Research

Broadly, I study theoretical computer science. I'm interested in cryptography theory, computational learning theory, and (meta-)complexity theory.

Here are some more specific questions that are major themes in my research. These are listed roughly in the chronological order that I have spent time studying them.

Q1. What does it mean to learn undetectably, or "covertly?" How, and under what conditions, could this possible?

--> Background. While few important classes of concepts are known to admit *efficient* PAC-learning algorithms, expressive classes such as polynomial size decision trees or DNF formulas can be learned efficiently with membership queries. However, the queries and *answers* used by these algorithms reveal full information about both the concept, and sometimes even prior information about the concept used by the learning algorithm. *Thus, how and when can we transform known learning algorithms so that they don't suffer from this type of leakage?*

--> A1. In a paper with my advisor and co-auther Ran Canetti, we define a new learning model (called *covert learning*) encompassing these privacy issues, and show several positive results for learning within. As a main result, we give an efficient membership query learning algorithm for decision trees that hides all information about the learned decision tree (unless given a trapdoor). In essence, the learning algorithm uses *pseudo-random* queries.

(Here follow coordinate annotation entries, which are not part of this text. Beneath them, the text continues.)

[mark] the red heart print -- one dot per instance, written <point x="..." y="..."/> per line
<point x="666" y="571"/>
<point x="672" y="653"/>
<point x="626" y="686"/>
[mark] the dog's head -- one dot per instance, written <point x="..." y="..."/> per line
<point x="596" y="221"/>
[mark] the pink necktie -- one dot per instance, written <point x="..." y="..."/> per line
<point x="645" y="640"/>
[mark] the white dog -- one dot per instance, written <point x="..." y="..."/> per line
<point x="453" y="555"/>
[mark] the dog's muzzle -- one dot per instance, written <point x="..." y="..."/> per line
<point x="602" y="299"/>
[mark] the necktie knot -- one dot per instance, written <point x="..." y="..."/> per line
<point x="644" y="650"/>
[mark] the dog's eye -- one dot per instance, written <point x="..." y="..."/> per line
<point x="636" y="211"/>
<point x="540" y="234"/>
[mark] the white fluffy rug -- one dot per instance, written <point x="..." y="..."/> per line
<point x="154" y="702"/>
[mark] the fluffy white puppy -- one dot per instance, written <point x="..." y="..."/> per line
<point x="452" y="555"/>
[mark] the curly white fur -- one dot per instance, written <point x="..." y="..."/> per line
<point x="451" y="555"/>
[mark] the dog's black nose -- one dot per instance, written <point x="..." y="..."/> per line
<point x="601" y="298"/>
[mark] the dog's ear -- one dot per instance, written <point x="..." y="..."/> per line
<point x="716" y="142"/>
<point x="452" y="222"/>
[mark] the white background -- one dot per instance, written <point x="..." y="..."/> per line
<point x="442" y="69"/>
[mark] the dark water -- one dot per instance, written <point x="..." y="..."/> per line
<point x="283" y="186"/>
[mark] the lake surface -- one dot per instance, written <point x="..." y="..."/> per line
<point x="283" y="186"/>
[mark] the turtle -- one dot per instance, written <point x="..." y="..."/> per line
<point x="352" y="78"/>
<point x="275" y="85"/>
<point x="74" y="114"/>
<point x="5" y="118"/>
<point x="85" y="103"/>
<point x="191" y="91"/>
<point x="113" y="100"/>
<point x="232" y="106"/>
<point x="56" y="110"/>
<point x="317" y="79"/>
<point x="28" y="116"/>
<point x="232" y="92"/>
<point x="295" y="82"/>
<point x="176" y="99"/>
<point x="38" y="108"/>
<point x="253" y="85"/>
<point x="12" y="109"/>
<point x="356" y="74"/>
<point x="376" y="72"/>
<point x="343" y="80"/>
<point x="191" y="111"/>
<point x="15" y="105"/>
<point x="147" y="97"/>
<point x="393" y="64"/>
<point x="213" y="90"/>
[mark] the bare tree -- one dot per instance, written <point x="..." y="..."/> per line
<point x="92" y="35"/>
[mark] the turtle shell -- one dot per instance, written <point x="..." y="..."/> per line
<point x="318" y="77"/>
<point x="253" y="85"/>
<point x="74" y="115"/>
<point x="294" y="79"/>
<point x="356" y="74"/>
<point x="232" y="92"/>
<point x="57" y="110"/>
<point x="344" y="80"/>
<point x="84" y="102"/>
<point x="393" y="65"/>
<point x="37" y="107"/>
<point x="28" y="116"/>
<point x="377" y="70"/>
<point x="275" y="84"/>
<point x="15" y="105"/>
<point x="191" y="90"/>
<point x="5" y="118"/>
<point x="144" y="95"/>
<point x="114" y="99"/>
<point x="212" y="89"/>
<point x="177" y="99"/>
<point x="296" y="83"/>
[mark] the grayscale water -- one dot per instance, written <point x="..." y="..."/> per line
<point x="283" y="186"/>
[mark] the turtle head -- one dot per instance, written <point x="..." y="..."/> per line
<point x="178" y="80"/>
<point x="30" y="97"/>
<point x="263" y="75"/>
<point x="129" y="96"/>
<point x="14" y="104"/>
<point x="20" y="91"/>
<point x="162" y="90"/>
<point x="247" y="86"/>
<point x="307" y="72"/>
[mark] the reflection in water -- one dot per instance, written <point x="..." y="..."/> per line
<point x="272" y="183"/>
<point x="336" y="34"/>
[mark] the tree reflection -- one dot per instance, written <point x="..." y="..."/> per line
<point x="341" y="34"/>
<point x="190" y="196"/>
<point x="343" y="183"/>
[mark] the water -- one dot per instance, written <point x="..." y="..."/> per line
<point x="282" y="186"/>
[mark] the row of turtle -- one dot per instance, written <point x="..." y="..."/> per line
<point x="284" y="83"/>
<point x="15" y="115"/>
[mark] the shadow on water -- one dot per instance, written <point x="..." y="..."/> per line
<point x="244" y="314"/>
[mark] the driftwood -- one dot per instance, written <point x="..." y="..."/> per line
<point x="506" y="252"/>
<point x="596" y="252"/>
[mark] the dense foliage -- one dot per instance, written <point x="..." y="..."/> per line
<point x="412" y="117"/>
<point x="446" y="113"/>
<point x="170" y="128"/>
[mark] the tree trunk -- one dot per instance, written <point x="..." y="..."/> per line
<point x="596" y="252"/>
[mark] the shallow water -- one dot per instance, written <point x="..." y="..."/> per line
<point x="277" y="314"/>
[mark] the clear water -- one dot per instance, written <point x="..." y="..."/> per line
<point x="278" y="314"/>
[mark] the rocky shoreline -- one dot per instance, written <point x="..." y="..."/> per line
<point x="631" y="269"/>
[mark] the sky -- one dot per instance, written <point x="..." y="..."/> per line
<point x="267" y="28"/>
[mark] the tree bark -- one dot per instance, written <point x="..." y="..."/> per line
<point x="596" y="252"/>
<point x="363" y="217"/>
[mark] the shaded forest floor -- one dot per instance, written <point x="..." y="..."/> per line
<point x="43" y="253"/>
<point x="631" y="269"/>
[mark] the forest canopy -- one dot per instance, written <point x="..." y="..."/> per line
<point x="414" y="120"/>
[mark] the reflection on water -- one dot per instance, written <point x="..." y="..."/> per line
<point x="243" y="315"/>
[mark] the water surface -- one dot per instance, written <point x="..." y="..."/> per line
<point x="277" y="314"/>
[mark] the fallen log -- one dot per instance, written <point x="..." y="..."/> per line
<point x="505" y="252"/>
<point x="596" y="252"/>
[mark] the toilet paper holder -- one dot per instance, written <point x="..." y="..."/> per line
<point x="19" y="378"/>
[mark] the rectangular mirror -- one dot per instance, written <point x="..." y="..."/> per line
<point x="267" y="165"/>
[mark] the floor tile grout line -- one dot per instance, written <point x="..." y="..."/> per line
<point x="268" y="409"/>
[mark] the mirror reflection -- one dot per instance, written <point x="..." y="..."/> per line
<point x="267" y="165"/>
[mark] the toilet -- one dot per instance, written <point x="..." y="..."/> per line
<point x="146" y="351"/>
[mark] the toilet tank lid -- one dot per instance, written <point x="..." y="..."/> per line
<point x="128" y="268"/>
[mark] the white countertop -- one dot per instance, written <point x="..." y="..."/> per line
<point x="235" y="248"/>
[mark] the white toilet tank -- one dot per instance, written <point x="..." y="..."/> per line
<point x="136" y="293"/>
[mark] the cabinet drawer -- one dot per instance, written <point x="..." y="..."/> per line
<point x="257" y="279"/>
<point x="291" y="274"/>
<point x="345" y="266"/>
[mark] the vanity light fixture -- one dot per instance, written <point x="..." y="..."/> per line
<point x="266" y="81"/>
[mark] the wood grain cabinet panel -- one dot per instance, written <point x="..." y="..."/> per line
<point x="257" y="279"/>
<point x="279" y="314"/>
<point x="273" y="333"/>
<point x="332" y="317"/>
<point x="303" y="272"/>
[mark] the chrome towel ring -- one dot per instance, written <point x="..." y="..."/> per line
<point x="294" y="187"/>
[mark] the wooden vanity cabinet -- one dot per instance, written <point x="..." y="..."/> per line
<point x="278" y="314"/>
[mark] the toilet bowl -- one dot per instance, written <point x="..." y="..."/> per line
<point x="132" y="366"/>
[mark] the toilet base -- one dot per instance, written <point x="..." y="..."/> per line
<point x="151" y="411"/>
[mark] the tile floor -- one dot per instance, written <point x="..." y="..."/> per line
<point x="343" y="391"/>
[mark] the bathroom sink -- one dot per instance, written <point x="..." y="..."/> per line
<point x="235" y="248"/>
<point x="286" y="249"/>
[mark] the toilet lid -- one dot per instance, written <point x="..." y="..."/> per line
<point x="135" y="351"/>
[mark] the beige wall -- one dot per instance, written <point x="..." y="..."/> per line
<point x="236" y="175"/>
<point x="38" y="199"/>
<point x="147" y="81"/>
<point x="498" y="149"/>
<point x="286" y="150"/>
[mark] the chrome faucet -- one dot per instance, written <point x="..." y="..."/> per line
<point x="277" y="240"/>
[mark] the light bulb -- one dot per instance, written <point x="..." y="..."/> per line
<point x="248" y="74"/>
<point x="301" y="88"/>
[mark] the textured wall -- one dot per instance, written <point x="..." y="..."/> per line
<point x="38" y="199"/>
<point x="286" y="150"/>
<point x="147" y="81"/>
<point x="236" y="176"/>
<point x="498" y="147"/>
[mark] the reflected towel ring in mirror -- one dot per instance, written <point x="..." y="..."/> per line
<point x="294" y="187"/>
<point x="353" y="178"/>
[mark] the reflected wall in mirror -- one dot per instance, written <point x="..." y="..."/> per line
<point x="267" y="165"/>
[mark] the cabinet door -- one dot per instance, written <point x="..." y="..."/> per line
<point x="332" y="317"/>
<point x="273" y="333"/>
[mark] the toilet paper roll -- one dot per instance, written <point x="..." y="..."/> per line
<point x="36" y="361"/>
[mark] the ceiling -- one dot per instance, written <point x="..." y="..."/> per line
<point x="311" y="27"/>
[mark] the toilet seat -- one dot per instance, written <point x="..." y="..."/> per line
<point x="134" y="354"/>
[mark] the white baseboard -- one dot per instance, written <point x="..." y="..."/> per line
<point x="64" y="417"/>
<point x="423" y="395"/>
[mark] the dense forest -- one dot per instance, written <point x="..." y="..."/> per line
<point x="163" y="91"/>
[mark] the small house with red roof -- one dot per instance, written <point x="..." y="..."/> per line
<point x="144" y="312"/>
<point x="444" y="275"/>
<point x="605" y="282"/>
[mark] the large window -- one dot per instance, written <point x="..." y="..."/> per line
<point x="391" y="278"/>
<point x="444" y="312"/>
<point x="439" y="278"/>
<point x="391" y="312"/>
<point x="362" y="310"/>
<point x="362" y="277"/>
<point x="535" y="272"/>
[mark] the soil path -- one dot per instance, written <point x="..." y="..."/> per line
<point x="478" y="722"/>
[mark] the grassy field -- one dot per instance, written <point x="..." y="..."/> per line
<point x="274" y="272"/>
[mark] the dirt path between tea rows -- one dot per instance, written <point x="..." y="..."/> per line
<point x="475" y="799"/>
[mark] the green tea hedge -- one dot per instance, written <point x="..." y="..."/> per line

--> Q1.1 Can such a learning algorithm be used for classic cryptographic primitives, such as public key encryption?

--> A1.1 Yes, combined with a weak pseudo-random function.

--> Q1.2 Can learning with pseudo-random queries be used as a *model extraction attack*?

--> A1.2 Yes. See my recent paper "Thepretical Limits of Provable Security Against Model Extraction by Efficient Observational Defenses".

Q2. Can a gap between efficient PAC-learning and efficient membership query learning be used as a basis for public key encryption?

--> Background. It is clear that if a concept class is not learnable with membership queries, then covert learning is not possible. But, in order to make our privacy guarantees meaningful, learning with random examples should be computationally hard.

--> Q2.1 Can covert learning, and therefore public key encryption, be *characterized* by the existence of concept classes that admit *weak* pseudo-random functions, but not *strong* pseudo-random functions?

--> Q2.1.1 Concrete open question: does the existence of exponentially secure weak pseudo-random functions computable by AC0 with parity gates imply public key encryption?

--> A2.* Unknown.

Q3. Is there a learning vs. crypto *dichotomy*?

--> Background. It is well known how meaningful cryptography requires the existence of one-way functions. A major open problem is basing the existence of one-way functions off of standard worst-case hardness assumptions, such as NP != P. A relaxed version of this problem is to show that *hardness of learning* suffices to produce one-way functions. Since one-way functions imply hardness of learning, proving this would give an interesting *dichotomy* between learning and cryptography.

--> A3. Unknown.

Q4. Is there a *heuristic* learning vs. crypto dichotomy?

--> Background. Many have complained that Valiant's PAC model is too restrictive (requiring "double worst-case" guarantess). Hence, it can be argued that basing cryptography off hardness of PAC-learning could be very difficult. Recent proposals of learning models defining *heuristic* learning have been proposed. *Thus, can cryptography be based on hardness of heuristic learning?*

--> A4. Mikito Nanashima proved that hardness of heuristic learning implies infinitely-often one-way functions. The question of improving this to standard one-way functions, and thus showing a heuristic learning vs cryptogrography dichotomy, is a major focus of my current research.